Et l'intolérance nourrit la haine. Voulez-vous une preuve : à propos d'Inés Arrimadas, justement. Le 3 septembre à 23 h 07, une femme de Badalona (près de Barcelone) de 45 ans, qui se décrivait comme "philologue réceptionniste" et qui a été gestionnaire de qualité dans un grand groupe, écrivait sur Facebook après avoir vu Arrimadas combattre le référendum catalan à la TV : "Je sais que les critiques vont me tomber dessus de tous les côtés, je sais que ce que je vais dire est machiste et tout ce que vous voulez, mais en écoutant Arrimadas dans le débat de T5 tout ce que je puis lui souhaiter c'est que quand elle sortira cette nuit, elle soit violée en groupe parce que c'est tout ce qu'elle mérite cette chienne dégoutante". Peu de temps après Tinsa la principale société d’évaluation des prix de l’immobilier en Espagne qui l'employait par interim a fait savoir qu'elle mettait fin à son job chez elle.
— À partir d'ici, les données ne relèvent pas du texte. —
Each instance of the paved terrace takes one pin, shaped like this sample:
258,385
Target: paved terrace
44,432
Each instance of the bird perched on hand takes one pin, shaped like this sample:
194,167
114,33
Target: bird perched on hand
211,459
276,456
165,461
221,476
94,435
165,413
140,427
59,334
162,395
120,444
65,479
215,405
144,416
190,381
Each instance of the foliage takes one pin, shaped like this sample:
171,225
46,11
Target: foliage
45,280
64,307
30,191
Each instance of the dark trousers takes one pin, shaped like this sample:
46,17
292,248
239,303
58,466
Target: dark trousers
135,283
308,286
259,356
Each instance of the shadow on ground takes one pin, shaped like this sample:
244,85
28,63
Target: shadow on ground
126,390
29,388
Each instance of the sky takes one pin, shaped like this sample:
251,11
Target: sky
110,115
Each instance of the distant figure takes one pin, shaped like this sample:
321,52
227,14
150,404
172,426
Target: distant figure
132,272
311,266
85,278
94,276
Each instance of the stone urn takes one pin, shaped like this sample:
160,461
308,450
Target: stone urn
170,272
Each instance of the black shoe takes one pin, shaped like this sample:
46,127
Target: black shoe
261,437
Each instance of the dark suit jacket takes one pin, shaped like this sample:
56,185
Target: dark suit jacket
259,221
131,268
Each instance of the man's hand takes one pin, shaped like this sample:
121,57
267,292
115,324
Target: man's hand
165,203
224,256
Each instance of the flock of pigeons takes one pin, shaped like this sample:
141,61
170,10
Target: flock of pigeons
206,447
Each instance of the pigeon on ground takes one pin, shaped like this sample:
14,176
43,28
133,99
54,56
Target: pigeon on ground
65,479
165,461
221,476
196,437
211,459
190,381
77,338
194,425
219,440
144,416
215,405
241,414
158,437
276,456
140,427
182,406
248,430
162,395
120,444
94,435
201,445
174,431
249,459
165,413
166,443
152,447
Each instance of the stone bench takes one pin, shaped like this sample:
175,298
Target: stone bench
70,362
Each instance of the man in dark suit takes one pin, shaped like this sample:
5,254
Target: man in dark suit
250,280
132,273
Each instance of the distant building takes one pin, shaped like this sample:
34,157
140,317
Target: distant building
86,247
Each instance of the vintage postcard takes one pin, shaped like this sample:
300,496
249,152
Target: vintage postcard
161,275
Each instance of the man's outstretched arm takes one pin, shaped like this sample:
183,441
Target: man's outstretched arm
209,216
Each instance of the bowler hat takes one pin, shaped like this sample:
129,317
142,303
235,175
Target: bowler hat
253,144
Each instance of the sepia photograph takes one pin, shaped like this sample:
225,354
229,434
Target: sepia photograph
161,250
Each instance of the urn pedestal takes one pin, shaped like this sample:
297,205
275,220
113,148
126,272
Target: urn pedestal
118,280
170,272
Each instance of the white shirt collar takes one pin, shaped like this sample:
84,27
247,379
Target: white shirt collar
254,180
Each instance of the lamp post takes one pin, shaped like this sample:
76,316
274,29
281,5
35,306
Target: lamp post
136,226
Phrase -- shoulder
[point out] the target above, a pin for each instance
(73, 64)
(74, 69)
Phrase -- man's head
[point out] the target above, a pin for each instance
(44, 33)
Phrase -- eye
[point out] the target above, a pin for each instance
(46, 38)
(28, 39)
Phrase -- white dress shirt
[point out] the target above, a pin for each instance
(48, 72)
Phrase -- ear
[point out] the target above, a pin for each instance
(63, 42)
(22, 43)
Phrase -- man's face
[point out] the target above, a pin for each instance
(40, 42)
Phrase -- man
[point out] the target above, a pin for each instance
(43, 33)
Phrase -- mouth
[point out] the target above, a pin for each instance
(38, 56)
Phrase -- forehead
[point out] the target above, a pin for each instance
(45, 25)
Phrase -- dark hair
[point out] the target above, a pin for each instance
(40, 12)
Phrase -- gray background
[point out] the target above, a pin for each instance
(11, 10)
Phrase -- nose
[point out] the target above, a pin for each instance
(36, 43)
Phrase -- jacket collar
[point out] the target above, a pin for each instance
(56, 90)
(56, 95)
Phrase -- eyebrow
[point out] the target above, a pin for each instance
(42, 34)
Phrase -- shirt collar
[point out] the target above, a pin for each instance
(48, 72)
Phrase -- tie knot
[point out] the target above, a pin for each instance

Je me suis demandé ce qui a pu passer par la tête de cette femme visiblement dans une situation économique précaire d'imaginer ce genre de truc sur la présidente du groupe Citoyens au Parlement catalan. Est-ce un effet de la culture porno ? Un effet qui toucherait même les femmes ? Hélas on peut supposer que la dame exprimait le point de vue de beaucoup de beaufs catalanistes. Un site la qualifie de feminazi... Un souvenir du temps où le président de la Generalitat au début des années 30 était un admirateur de Missolini ? (avant que la Catalogne ne défende vaillamment la République en 36).

Bon il faudrait aussi que je parle de la pitoyable tournée des premiers ministres est-européens initiée par Macron en août mais d'autres l'ont fait mieux que moi sur You Tube.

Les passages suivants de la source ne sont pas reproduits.